Litronix Surface Mount Wristwatch LED Display  
Written by AnubisTTP on 2017-06-29  


One of the first places where early LED displays were fully exploited was in the manufacture of digital wristwatches. Although 'jump hour' mechanical digital watches were already in wide use by the time LED's were first made available, the invention of the light emitting diode allowed for the creation of the first completely solid state watches. This unidentified Litronix LED display is typical of the sort of display that would have been used in such a watch. Size matters in something that has to fit on a human wrist, and this LED module goes beyond mere smallness; it is so tiny it could practically be hidden inside a traditional LED 7 segment display with room to spare. Each single die digit is only 3mm high, and the entire display face is 19mm by 5mm across.
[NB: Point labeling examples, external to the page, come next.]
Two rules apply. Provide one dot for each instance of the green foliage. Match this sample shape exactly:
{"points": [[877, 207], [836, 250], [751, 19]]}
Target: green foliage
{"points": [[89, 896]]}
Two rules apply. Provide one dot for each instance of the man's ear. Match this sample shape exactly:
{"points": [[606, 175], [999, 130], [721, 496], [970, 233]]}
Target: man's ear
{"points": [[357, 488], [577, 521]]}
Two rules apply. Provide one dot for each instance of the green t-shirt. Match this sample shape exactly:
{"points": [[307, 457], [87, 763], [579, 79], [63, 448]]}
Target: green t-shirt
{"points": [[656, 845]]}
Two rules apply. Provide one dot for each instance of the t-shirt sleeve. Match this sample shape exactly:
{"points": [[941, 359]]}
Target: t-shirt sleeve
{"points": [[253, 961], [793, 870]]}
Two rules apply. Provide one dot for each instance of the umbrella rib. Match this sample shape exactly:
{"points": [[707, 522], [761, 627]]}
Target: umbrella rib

This small area leaves no room for traditional pins; the display makes use of a tiny ball grid array similar to the type used on many modern graphics card chips. Needless to say, these parts were not intended to be replaced by the home builder.


Synchronar Watch LED Display
This tiny LED display was intended for use in solid state watches.

Wristwatch LED Display
Digits composed of single dies allow a compact LED display to be made with fewer individual bond wires.

Litronix LED Display Die
Die photos, 20x magnification.

Wristwatch LED Display Underside
This display uses a ball bond system for connection to the outside world.

Gruen Jump Hour Watch
Prior to the invention of LEDs, mechanical wristwatches were made using jump hour dials to provide a digital readout. Numbers were printed on wheels for each hand, and a slit in the dial would prevent more than a single line of the display from being seen at a time.